We all have thoughts of the future. Some of us will only think of it in passing, but others will spend months or even years contemplating the endless possibilities.
Kazuo Ishiguro’s vision for the future, beautifully presented in his latest book, ‘Klara and the Sun,’ shows an excellent level of thought and research. The British novelist presents an emotionally nuanced concept of what it means to be human or non-human.
In this episode of Short and Sweet AI, I discuss Ishiguro’s latest book and its depiction of robots and artificial intelligence. I also delve into what immortality could look like for humans – will it be robots in our future or something different?
Listen to the podcast below or keep reading to learn more.
While I may not be an artificial intelligence expert or a Nobel Prize-winning author like Ishiguro, I’m fascinated by AI and want people to understand what it could mean for our future. With that in mind, I’ve identified three things I think Ishiguro got right and two things I think he got wrong about AI in his new book.
What Ishiguro gets right in ‘Klara and the Sun’
The first thing I think Ishiguro gets right is his depiction of Klara. Klara is an artificial friend, a robot that meshes with my understanding of what robots will look like in the future.
Robots will eventually have the ability to understand and integrate information, and read and understand human emotions. Their ability could even surpass that of the humans around them at times. As robots are more exposed to human situations and observations, they will increase and refine their emotional abilities. This means they’ll actually have feelings, not just the ability to simulate them.
The second thing that Ishiguro gets right is his vision of the future of work.
It’s widely believed that machines will replace humans, and machines will do the majority of the work. As Ishiguro mentions in his novel, people will struggle to redefine their role in society and find new meaning without work.
The third thing I think Ishiguro gets right is when he writes about the inequality created in the future.
In his novel, inequality is created between those who can afford to have gene-edited children. These are described as the “lifted kids,” compared to the “non-lifted kids,” whose parents can’t afford or choose against editing their children’s genes before birth.
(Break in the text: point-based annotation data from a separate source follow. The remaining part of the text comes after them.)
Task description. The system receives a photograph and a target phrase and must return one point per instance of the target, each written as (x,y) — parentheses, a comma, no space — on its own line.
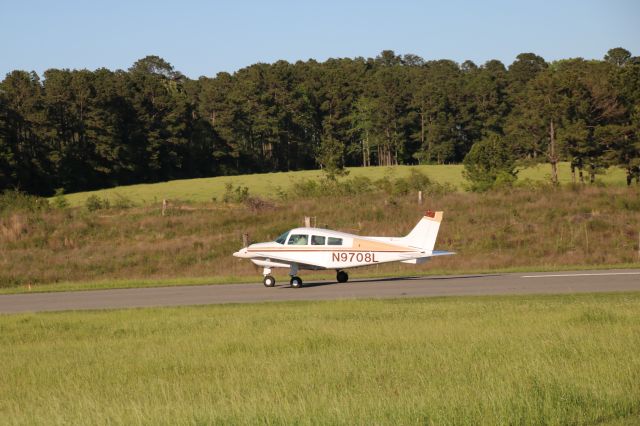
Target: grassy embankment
(267,185)
(569,359)
(521,229)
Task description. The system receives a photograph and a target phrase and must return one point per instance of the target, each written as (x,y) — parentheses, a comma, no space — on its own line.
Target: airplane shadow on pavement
(373,280)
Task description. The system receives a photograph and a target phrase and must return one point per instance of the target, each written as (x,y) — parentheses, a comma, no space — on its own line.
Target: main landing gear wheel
(296,282)
(269,281)
(342,277)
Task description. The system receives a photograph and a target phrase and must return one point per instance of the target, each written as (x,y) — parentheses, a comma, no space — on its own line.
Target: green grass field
(570,359)
(266,185)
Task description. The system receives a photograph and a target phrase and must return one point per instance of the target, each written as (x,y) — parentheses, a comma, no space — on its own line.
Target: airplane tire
(342,277)
(269,281)
(296,282)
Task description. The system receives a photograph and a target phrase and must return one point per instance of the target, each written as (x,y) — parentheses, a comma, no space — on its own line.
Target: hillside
(267,185)
(522,228)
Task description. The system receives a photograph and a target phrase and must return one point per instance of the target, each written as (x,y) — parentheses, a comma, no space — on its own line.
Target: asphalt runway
(432,286)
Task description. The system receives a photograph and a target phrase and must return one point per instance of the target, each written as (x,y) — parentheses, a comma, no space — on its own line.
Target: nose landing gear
(296,282)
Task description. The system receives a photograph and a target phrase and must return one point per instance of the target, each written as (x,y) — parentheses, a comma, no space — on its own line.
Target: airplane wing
(284,259)
(442,253)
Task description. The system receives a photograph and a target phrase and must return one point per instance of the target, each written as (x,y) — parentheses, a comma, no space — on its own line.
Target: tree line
(80,129)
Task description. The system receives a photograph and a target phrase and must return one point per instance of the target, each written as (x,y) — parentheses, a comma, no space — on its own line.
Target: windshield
(282,238)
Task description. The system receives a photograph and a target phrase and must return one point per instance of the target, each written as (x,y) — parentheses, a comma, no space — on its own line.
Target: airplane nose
(241,253)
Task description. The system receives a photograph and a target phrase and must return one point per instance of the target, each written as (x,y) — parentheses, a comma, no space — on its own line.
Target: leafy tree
(488,164)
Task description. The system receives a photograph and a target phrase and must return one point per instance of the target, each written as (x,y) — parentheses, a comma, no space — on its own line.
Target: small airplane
(316,248)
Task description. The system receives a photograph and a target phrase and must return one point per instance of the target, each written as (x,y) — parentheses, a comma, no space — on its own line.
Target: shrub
(93,203)
(488,164)
(238,194)
(59,200)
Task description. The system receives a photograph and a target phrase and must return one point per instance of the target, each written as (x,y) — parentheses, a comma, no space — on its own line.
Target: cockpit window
(282,238)
(335,241)
(317,240)
(298,240)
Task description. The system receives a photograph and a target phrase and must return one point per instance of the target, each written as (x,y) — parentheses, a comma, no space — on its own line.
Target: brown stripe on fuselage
(326,249)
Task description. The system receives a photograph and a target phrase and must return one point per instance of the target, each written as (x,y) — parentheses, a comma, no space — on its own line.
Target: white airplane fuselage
(316,248)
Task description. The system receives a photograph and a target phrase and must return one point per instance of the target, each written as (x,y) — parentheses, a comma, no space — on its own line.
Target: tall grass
(520,228)
(465,361)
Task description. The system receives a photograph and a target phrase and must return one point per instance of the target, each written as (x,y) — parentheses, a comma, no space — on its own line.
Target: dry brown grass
(519,228)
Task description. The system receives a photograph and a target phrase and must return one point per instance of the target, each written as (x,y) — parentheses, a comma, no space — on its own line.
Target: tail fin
(423,236)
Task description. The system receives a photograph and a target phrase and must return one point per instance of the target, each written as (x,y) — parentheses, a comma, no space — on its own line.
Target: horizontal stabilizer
(442,253)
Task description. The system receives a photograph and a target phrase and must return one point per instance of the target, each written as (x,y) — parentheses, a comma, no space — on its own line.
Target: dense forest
(80,129)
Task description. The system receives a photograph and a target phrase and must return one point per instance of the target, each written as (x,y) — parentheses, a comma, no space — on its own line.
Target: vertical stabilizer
(423,236)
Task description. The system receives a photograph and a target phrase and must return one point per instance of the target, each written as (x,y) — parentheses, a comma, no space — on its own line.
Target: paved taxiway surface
(454,285)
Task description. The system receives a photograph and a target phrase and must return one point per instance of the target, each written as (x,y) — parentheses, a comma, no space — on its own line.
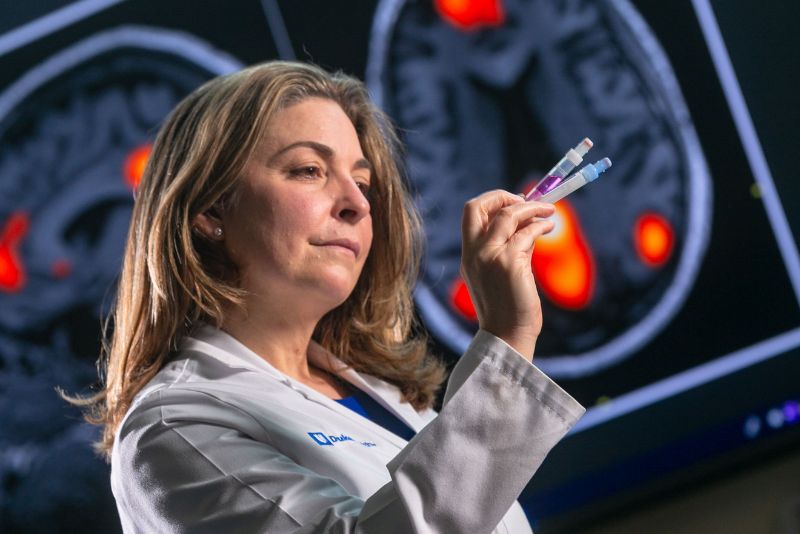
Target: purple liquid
(545,185)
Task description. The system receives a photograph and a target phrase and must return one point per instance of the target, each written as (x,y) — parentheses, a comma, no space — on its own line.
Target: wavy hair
(173,276)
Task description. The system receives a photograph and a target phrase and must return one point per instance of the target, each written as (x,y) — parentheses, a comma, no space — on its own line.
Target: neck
(280,337)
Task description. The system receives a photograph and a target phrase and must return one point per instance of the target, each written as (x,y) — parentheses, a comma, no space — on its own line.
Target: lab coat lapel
(228,350)
(385,394)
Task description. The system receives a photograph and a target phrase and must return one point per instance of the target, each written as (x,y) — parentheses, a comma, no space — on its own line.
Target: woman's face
(301,228)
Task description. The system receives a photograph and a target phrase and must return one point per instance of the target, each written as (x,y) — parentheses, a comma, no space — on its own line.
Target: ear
(209,223)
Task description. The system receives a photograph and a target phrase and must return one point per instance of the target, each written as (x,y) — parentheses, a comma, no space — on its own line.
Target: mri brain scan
(75,133)
(492,94)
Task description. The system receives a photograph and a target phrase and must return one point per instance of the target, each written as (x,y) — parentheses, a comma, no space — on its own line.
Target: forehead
(312,119)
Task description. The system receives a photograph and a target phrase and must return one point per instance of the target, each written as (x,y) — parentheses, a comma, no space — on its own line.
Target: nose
(351,205)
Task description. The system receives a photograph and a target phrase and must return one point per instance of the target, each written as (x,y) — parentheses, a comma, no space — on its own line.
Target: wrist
(523,342)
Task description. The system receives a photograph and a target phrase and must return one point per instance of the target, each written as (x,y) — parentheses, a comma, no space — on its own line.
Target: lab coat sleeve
(461,473)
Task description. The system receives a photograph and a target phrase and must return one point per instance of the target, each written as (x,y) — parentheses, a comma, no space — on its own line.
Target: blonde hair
(173,276)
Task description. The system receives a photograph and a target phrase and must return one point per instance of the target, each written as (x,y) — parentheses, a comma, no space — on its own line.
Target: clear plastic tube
(588,174)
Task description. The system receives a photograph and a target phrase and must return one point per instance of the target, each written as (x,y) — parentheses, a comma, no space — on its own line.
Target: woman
(266,283)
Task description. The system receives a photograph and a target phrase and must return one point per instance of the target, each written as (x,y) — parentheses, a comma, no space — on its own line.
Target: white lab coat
(221,441)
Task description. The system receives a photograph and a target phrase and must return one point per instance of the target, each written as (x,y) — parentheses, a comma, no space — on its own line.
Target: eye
(306,171)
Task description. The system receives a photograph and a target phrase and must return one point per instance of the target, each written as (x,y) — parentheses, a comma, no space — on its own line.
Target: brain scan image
(74,138)
(492,94)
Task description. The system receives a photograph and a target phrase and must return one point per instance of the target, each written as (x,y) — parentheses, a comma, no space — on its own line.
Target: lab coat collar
(227,349)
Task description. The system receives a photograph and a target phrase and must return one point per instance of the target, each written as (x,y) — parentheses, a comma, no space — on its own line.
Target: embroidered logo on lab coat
(329,439)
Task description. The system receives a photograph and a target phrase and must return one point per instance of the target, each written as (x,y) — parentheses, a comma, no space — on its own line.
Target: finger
(511,219)
(481,209)
(525,238)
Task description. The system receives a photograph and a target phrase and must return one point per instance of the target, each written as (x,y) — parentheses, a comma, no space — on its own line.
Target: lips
(353,246)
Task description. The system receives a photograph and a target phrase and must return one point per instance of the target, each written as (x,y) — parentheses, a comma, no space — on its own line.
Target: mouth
(344,244)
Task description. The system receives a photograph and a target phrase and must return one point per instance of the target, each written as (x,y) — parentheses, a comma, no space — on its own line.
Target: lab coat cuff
(519,370)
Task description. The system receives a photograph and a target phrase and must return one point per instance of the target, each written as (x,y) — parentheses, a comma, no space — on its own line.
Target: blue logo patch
(320,438)
(326,439)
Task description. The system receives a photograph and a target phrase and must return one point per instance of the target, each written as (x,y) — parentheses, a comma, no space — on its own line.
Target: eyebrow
(324,150)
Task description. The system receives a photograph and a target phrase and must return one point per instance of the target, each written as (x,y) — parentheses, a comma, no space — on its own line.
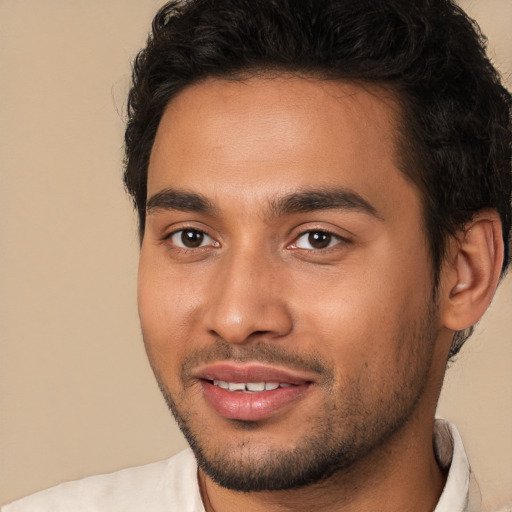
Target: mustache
(257,352)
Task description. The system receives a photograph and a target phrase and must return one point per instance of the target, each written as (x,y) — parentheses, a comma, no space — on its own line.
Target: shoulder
(163,485)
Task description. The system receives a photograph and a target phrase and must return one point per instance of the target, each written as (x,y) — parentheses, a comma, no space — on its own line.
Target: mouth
(250,387)
(251,392)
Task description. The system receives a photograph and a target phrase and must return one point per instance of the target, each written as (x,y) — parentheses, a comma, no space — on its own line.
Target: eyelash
(294,245)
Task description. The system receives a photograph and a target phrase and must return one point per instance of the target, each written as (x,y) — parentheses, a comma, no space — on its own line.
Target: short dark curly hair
(455,133)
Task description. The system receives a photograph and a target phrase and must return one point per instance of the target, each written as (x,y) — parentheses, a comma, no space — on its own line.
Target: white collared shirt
(172,485)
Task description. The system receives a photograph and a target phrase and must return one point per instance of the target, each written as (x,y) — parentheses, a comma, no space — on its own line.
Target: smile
(251,387)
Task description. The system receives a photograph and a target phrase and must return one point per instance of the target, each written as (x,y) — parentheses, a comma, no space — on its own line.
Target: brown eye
(319,240)
(316,240)
(191,239)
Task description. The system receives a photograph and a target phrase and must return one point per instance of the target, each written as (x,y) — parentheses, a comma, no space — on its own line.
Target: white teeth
(250,386)
(255,386)
(236,386)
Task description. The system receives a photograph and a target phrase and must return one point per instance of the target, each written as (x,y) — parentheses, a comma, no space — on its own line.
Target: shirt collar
(461,492)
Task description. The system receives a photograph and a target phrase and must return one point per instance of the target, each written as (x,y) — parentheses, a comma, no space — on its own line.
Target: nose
(248,301)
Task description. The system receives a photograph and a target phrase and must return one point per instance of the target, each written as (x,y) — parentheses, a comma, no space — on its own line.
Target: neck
(401,476)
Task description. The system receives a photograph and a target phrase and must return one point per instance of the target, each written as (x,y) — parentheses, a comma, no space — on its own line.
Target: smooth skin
(245,274)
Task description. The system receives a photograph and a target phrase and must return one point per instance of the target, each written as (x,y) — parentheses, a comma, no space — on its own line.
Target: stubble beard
(345,431)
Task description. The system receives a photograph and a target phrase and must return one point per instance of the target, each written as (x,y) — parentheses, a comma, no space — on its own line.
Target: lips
(251,392)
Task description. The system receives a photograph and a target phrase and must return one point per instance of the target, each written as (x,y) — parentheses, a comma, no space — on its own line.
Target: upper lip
(250,372)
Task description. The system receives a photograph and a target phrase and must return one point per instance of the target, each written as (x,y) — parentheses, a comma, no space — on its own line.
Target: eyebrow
(321,199)
(172,199)
(303,201)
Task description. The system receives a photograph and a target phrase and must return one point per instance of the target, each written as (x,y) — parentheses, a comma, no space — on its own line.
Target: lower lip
(239,405)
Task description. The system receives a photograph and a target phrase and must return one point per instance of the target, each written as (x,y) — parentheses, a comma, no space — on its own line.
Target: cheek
(166,305)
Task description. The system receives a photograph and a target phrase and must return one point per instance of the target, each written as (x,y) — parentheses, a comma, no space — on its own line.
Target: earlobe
(474,271)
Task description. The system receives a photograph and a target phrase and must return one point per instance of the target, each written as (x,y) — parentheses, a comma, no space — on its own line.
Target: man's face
(284,259)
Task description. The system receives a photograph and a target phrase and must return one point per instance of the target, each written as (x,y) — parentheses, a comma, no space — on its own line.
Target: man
(323,190)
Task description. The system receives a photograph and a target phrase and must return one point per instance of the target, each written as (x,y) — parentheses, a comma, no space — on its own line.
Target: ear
(472,271)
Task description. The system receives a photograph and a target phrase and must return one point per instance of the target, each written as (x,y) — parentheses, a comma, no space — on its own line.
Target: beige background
(77,395)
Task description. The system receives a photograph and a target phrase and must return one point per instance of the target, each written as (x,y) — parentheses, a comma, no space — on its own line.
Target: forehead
(274,135)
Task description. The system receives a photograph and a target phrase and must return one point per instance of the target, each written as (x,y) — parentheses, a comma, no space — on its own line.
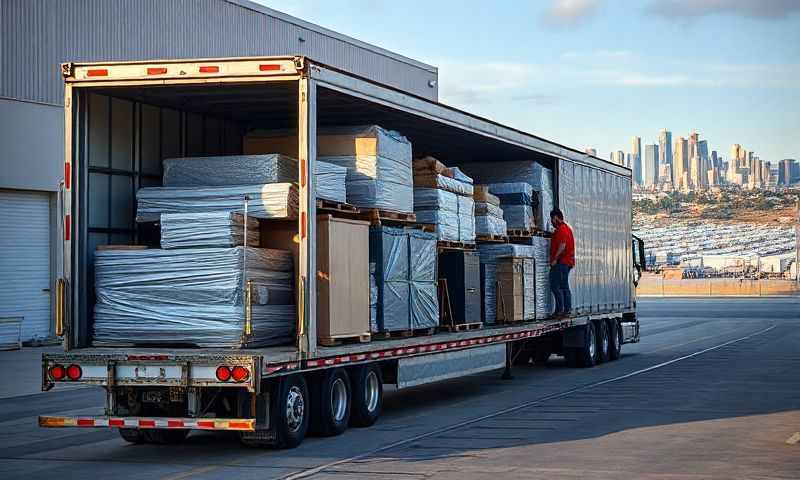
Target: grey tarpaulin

I think this is a real possibility in the near future. There will also be major inequalities in wealth, employment, and opportunity, just as Ishiguro depicted in his novel.
What Ishiguro gets wrong
One thing that doesn’t make much sense is that Klara is able to learn and understand her surroundings exceedingly well and yet makes a very wrong conclusion.
The book sees Klara reason that people, like robots, need the sun to sustain, nourish and heal them after she misinterprets something.
However, what’s more likely in the future is that robots will have onboard databases that would have quickly clarified the correct information for Klara. It would have told her that humans die from illnesses, unlike robots. Despite Klara being an advanced robot, this part of the plot just didn’t seem to fit.
Another thing I think was inaccurate was the author’s depiction of immortality in the future. This is a debate that will likely become prominent in the decades to come.
In the novel, Ishiguro depicts immortality achieved through robots. The robots are trained to learn and replicate everything about the person they’re going to replace. Klara has the ability to replace how humans speak, walk, and see the world. She can capture a human’s personality, but Ishiguro highlights that a robot will not be able to capture “the human heart.”
What futurists believe about the future of immortality
Established futurists believe that humans will achieve immortality in the future in a very different way. Rather than relying on robots, using deep learning algorithms to learn and mimic humans, immortality will involve the cloud.
The belief is that we will one day be able to upload our consciousness to the cloud. Experimentation with this has already begun. Brain-computer interfaces already exist, which is something I discussed in my episode on Neuralink.
The complicated fields of synthetic biology, microscopic robots, nanomaterials, and quantum computing are all merging. Some believe it’s inevitable that we’ll be able to connect our neocortex and the totality of who we are to a dedicated computer.
One day we may choose to achieve immortality via upload to a synthetic cloud and be downloaded in the future.
The ethical questions of robot rights
What Ishiguro addresses so eloquently in his novel is what happens to Klara at the end. This is one of the most important parts of the book.
He makes us feel connected to Klara, which kindles ethical questions within us. How we treat, care for, and dispose of robots could be very real ethical considerations for the future.
When a robot truly feels rather than simulates emotion, does that mean the robot should have rights like humans?